Geisweidt, an English major, said he has not decided what he will do next but expects to seek a research or technical writing job while looking into graduate programs. He said he plans to be a writer or a teacher.

The Kerr prize is given to the graduating senior who shows the most promise as a writer.

"He broke new ground with this thesis," said Richard Gillin, chairman of the English department and of the Sophie Kerr committee, which selected Geisweidt's text from 14 submissions.

In addition to being an active member of the small Chestertown college's literary community, Geisweidt has acted in many plays at the school.

Each year since 1968, the 900-student college has given out the no-strings-attached cash prize. The award is named after Sophie Kerr Underwood, a local novelist popular in the 1930s and '40s, who left the college about $500,000 when she died in 1965.

Along with the money, the Sophie Kerr prize contains a burden, or what some call a curse. Of the previous winners, none has become a widely famous writer, though many have had successful careers.

Coppin State College

Gov. Parris N. Glendening urged Coppin State College graduates to give back to their communities and continue the tradition of community service they began in high school. Speaking at a ceremony at the Baltimore Arena, the governor told a crowd of about 3,000 that Coppin's and Maryland's futures are linked, and he promised to work to help Coppin "in the interest of the state."

Four hundred undergraduates and 140 graduate students earned degrees yesterday, including 52 nursing students who formally received their caps and pins at a campus ceremony Saturday.

Mount St.

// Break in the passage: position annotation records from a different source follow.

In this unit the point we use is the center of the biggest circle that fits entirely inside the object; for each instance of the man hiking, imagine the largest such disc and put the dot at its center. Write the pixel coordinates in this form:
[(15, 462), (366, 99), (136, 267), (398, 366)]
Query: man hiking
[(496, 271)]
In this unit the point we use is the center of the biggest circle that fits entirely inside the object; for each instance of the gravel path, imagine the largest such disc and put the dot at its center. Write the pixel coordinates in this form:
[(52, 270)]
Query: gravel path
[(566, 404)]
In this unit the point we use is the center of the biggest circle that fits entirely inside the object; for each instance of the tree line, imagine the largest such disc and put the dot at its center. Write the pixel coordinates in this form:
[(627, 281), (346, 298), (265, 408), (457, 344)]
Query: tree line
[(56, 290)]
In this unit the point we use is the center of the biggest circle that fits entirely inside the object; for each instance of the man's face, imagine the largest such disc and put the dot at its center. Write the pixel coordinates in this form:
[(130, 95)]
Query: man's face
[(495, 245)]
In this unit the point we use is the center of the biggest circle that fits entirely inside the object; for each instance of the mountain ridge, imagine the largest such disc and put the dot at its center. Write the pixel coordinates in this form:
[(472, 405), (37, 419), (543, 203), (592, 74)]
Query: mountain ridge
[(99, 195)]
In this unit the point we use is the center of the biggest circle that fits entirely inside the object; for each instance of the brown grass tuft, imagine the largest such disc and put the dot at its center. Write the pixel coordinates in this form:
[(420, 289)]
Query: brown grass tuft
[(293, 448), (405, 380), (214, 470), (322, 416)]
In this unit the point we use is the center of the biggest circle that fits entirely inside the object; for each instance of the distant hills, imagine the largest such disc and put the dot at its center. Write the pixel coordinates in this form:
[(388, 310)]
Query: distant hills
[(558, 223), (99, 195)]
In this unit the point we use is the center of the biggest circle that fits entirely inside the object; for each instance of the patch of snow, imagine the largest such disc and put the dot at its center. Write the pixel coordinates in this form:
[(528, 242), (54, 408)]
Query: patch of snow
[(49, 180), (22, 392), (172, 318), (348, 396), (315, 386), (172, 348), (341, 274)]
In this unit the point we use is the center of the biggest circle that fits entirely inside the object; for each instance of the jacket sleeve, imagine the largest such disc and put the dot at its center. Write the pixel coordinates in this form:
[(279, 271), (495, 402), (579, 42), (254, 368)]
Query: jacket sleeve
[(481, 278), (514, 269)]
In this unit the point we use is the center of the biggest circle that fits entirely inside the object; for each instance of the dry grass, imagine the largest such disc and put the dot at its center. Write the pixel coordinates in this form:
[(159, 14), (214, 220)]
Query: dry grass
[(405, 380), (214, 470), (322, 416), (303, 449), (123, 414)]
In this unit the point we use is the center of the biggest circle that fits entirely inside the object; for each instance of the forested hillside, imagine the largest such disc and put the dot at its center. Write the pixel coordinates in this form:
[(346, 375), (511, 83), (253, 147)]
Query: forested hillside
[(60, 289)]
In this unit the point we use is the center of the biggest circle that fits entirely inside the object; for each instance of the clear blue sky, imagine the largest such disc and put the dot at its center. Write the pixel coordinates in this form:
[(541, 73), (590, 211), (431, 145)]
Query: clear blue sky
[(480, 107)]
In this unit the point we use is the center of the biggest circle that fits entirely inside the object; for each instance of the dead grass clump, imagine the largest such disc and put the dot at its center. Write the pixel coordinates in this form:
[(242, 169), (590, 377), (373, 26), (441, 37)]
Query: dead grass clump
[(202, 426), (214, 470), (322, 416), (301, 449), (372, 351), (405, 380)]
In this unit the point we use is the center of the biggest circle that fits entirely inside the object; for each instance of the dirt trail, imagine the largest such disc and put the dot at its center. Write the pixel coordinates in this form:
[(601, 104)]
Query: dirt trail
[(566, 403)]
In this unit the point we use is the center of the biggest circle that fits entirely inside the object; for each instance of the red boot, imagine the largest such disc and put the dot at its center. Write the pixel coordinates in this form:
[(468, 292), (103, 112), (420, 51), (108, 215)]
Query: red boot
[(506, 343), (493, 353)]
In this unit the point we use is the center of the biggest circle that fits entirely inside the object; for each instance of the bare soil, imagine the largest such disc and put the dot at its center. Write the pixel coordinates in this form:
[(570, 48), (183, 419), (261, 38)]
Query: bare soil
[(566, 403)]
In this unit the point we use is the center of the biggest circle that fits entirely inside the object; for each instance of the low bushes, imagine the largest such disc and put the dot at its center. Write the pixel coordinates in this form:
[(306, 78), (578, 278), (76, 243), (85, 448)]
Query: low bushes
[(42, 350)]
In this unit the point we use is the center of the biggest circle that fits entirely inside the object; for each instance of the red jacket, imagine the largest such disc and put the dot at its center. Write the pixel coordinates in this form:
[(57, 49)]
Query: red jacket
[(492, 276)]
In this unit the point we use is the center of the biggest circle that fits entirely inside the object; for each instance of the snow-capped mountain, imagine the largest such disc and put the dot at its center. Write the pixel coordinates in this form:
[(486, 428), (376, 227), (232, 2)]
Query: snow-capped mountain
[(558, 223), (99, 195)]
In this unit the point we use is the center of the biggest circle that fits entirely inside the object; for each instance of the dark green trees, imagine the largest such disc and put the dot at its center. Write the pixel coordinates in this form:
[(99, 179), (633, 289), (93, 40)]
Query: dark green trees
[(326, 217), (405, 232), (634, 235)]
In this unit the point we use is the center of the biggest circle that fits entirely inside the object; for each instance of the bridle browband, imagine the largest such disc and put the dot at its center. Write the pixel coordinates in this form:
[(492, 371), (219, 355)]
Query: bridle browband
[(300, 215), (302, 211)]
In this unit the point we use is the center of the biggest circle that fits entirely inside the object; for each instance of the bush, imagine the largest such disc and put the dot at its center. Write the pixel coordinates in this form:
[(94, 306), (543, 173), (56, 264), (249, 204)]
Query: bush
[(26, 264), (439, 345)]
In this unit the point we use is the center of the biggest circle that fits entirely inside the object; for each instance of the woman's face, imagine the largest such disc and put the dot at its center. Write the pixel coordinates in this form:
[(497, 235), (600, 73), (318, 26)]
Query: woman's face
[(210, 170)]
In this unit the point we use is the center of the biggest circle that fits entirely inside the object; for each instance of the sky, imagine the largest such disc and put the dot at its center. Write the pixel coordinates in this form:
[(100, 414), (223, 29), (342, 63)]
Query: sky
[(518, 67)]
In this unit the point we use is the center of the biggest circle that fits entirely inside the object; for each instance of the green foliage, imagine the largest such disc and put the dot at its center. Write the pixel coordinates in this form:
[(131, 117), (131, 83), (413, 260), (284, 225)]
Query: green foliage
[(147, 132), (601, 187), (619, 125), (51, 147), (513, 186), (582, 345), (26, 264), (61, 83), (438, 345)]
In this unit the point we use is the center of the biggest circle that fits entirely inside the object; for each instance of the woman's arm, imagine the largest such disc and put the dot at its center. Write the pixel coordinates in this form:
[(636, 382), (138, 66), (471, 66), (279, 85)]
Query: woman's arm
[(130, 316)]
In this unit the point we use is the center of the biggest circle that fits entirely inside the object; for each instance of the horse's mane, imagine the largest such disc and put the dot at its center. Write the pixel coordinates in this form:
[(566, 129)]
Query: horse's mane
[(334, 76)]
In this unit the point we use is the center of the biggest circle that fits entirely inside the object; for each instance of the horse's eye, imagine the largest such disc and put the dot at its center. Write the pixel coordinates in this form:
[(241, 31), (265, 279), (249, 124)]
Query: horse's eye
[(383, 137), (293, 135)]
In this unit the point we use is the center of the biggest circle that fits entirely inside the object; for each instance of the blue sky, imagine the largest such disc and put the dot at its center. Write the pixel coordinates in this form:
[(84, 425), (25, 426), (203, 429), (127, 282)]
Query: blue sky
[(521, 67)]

Mary's

Biology professor and keynote speaker William Meredith, retiring after 41 years at Mount St. Mary's, welcomed graduates to the community of intellectuals yesterday and sent them off with a set of wishes: "The kind of luck that comes from preparation, the kind of happiness that comes from loving what you're doing, the kind of richness that comes from living a full life of service, and mental and spiritual health that comes with having a clear conscience."

The 190-year-old Roman Catholic college in northern Frederick County awarded 359 undergraduate degrees and 108 master's degrees at a ceremony attended by more than 4,500 people at the college's Knott Arena, the largest crowd at a graduation in a decade, a school official said.

Meredith sprinkled his speech with self-effacing humor, telling the crowd, "There is one beatitude that did not make it into the Bible: 'Blessed is he who has learned to laugh at himself, for he shall never cease to be entertained.' I have tried to live by this and have tried to take my work seriously without taking myself too seriously."

St. John's College

At St. John's College in Annapolis, 116 students received undergraduate degrees and 37 master's degrees in ceremonies under the Liberty Tree. Guest speaker Anthony Kronman, dean of Yale Law School, spoke of the importance of St. John's in preserving Western civilization. Faculty speaker William Pastille warned graduates of the danger of knowledge and the risk of its leading to prejudice and assumptions of power.

The Marvin B. Cooper award, given to students who show care for the youth of Annapolis, was given to graduates Rebekah Jongewaard and Larry McNeely. The award is named for a Baltimore lawyer and alumnus shot to death in 1994.